Agora é chegado o momento. Diniz já "passou" a avaliação psicológica que é exigida a quem quer submeter-se a uma mudança de sexo - pelo menos, dois anos de exames para confirmar o diagnóstico de transexualismo. Está a fazer terapia hormonal. "Para mim a questão de manter o útero, os ovários, nem sequer se coloca."
Se calhar, diz baixinho, "é egoísmo". Mas agora que está prestes a mudar o seu corpo quer aproveitar ao máximo a vida, arranjar um trabalho melhor (está num call center), ser feliz. "E quando se tem filhos, acaba-se por viver quase exclusivamente para eles..."
Contudo, a escolha de Thomas Beatie não o perturba, tão pouco a questiona. "Ele tem todo o direito a ter filhos biológicos, nenhuma dúvida se me coloca. Desde que o bebé esteja bem." Mais: "Acho que se pudessem, alguns homens biológicos gostariam também de engravidar."
O limite é não ter filhos
Ivo, 20 anos, estudante de Psicologia, encara a questão com alguma angústia.
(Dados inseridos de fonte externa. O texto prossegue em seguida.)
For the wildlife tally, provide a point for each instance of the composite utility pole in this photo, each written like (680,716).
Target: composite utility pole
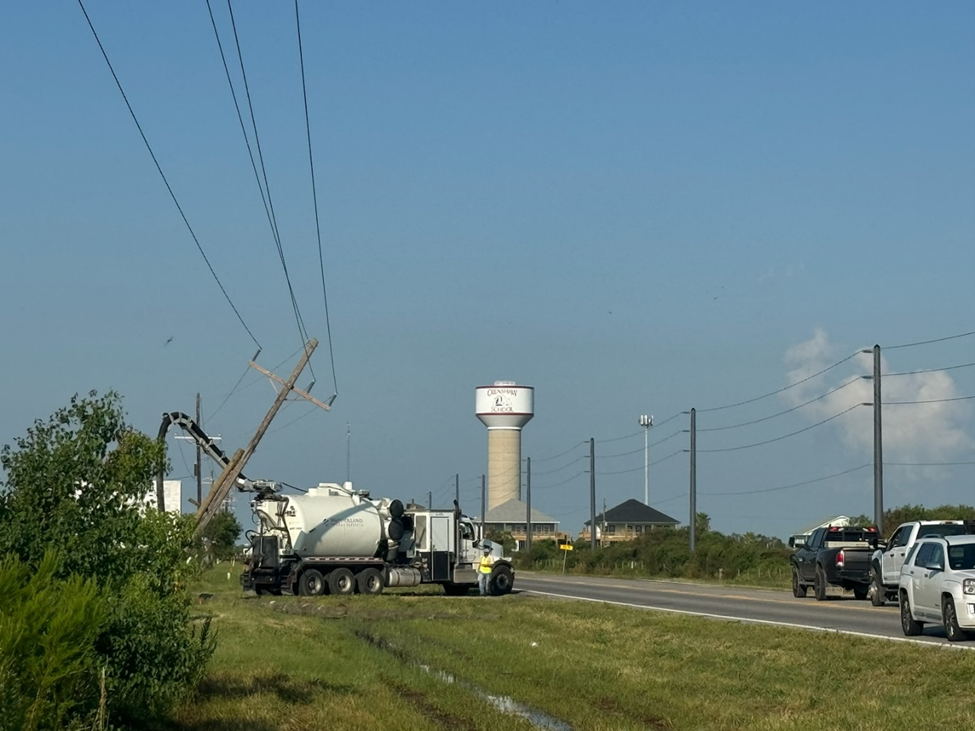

Este rapaz bem-disposto e musculado, que passa horas no ginásio "a gastar energia", que vive com os pais, uma cadela e dois gatos e levou os últimos dois anos da sua vida a tentar explicar à família o que se passa com ele, tem uma certeza: "Sei que outras pessoas se calhar não vão concordar, mas um transexual nunca será realmente feliz."
Porquê? "Porque nunca seremos um homem (ou uma mulher, conforme o caso) como realmente seríamos se tivéssemos nascido biologicamente assim. E isso afecta-me bastante. Posso fazer todas as cirurgias, haverá sempre limites. E um dos limites é não poder ter filhos."
Desde os sete anos que Ivo se apresentava aos novos amigos que ia fazendo como rapaz, apesar de ter nascido rapariga. Desde essa altura que namorisca outras raparigas, muitas vezes mentindo-lhes - e muitas vezes sendo desmascarado. "Um dia, nas férias do Verão, apareceu uma menina à porta da nossa casa a pedir para falar com o Ivo e foi uma grande confusão, porque a minha mãe explicava-lhe que lá em casa só havia uma Iva."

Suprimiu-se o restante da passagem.